But she was hell bent on changing the numbers. After working her way up from the bottom of the industry, learning on the floor of major restaurants like Friend of a Farmer and David Burke, Heidi landed a job tending bar at Gotham. She spent off hours pursuing a degree with Manhattan’s Wine and Spirit Education Trust, where she graduated in 2009. The diploma gave her advanced sommelier status and certification with the Court of Master Sommeliers—everything she needed to take on the New York wine scene. She transitioned to wine at Gotham and continued rising through the ranks of the Union Square institution until 2013 when she became the restaurant’s wine director; she’s the only woman to ever oversee their famed 800+ wine list.
“To become a female somm, you’ll meet a lot of people who are wonderful and supportive—like where I work now,” Turzyn explained. “But to get to that point, you have to overcome a lot of blatant sexism.”
Being a woman in wine comes with its fair share of obstacles. It can be something as stereotypical as getting the once-over when approaching a new table, or having an image-focused restaurant request their female wine staff wear high heels during eight-hour-long shifts on the floor. Customers often scoff at female sommeliers, too, many requesting that the “real” somm attend to their table instead.
“I once had an older gentleman come into a restaurant where I used to work, and he wouldn’t speak to me,” Heidi confessed. “I walked up to the table to ask if he needed help with the wine list. He looked me up and down, and then turned the other way.”
When Heidi sent her male counterpart to the table, the guest was immediately congenial, accepting this new server’s recommendation on the spot — one that, Heidi knew, was completely ill fitted to the man’s dish.
Other forms of sexism in the industry can be more subtle. “Every once in a while, a guest will make what I’m sure they consider to be a harmless comment. They’ll say I’m the best looking somm they’ve ever seen, or that I don’t look old enough to serve wine,” Heidi says. “These remarks will even occasionally come from men within the industry. I was at a work function one time and when I stood to go to the restroom, I heard someone ask ‘Who’s the chick?’”
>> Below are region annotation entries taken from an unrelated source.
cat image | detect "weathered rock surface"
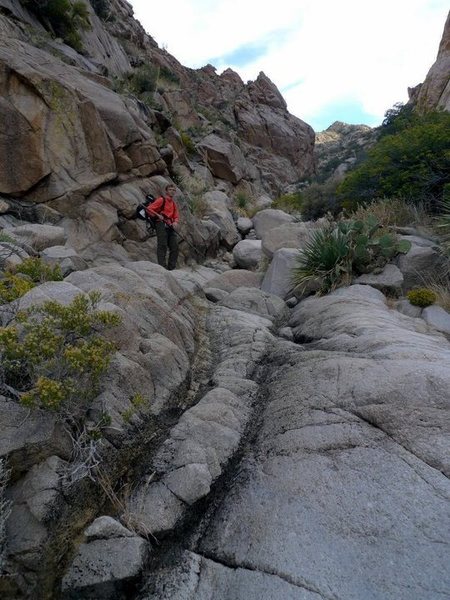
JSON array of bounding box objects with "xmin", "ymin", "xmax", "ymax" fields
[
  {"xmin": 143, "ymin": 285, "xmax": 450, "ymax": 600},
  {"xmin": 414, "ymin": 14, "xmax": 450, "ymax": 112},
  {"xmin": 261, "ymin": 248, "xmax": 298, "ymax": 299},
  {"xmin": 314, "ymin": 121, "xmax": 377, "ymax": 181},
  {"xmin": 252, "ymin": 208, "xmax": 295, "ymax": 239}
]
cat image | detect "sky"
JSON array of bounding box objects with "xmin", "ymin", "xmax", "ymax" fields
[{"xmin": 128, "ymin": 0, "xmax": 449, "ymax": 131}]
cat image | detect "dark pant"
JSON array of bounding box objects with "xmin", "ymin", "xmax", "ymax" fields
[{"xmin": 156, "ymin": 221, "xmax": 178, "ymax": 271}]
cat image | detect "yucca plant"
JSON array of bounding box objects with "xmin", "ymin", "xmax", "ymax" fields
[
  {"xmin": 293, "ymin": 215, "xmax": 411, "ymax": 294},
  {"xmin": 292, "ymin": 225, "xmax": 352, "ymax": 294}
]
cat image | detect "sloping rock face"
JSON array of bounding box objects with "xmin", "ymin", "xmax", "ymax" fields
[
  {"xmin": 409, "ymin": 13, "xmax": 450, "ymax": 112},
  {"xmin": 142, "ymin": 285, "xmax": 450, "ymax": 600},
  {"xmin": 0, "ymin": 0, "xmax": 314, "ymax": 214}
]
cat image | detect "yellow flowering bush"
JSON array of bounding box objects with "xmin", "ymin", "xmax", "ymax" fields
[{"xmin": 0, "ymin": 257, "xmax": 63, "ymax": 305}]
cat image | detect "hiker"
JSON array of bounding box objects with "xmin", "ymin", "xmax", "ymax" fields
[{"xmin": 145, "ymin": 183, "xmax": 178, "ymax": 271}]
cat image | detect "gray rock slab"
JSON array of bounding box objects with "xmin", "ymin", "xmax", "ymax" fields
[
  {"xmin": 84, "ymin": 515, "xmax": 135, "ymax": 542},
  {"xmin": 252, "ymin": 208, "xmax": 295, "ymax": 239},
  {"xmin": 8, "ymin": 223, "xmax": 66, "ymax": 252},
  {"xmin": 261, "ymin": 223, "xmax": 312, "ymax": 259},
  {"xmin": 41, "ymin": 246, "xmax": 88, "ymax": 275},
  {"xmin": 124, "ymin": 482, "xmax": 185, "ymax": 535},
  {"xmin": 397, "ymin": 244, "xmax": 442, "ymax": 290},
  {"xmin": 62, "ymin": 537, "xmax": 148, "ymax": 599},
  {"xmin": 236, "ymin": 217, "xmax": 253, "ymax": 235},
  {"xmin": 10, "ymin": 456, "xmax": 67, "ymax": 527},
  {"xmin": 395, "ymin": 299, "xmax": 422, "ymax": 318}
]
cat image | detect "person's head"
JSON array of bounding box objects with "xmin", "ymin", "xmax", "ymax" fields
[{"xmin": 166, "ymin": 183, "xmax": 177, "ymax": 198}]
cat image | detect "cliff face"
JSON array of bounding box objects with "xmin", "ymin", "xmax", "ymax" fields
[
  {"xmin": 408, "ymin": 13, "xmax": 450, "ymax": 112},
  {"xmin": 0, "ymin": 0, "xmax": 314, "ymax": 214}
]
But Heidi was able to navigate the landscape exceptionally well and now sees the once-stuffy New York City restaurant scene is shifting, with many more women working in wine. Thanks to the support of industry vets like Eric Asimov (wine critic for the New York Times) and Michael White (head chef and owner of Marea Group in NYC), female sommeliers are becoming more and more pervasive. In fact, two of the five sommeliers to achieve Master status last year were women. The industry Heidi once described as “a total boys club” seems almost not to exist.
“It’s been amazing to watch things change over the past few years,” she says. “Now, I’ll hear of restaurants calling people up and saying, ‘I want a female somm.’ Whereas when I was promoted to Wine Director of Gotham in 2013, I was the first female they’d ever had in that role — and we’ve had multiple women join the wine staff since then.”
The New York City Heidi’s referencing has been the scene of a revolution for women in wine, where 60% of graduates from the International Culinary Center’s wine program are now women. Many other cities, however, lag far behind. (This Eater article for example, called attention to the lack of opportunities for female somms in Los Angeles.)
“I look at places like France,” she said. “Where you have all this great wine culture, but almost no female somms,” she says. Perhaps they will follow New York’s lead.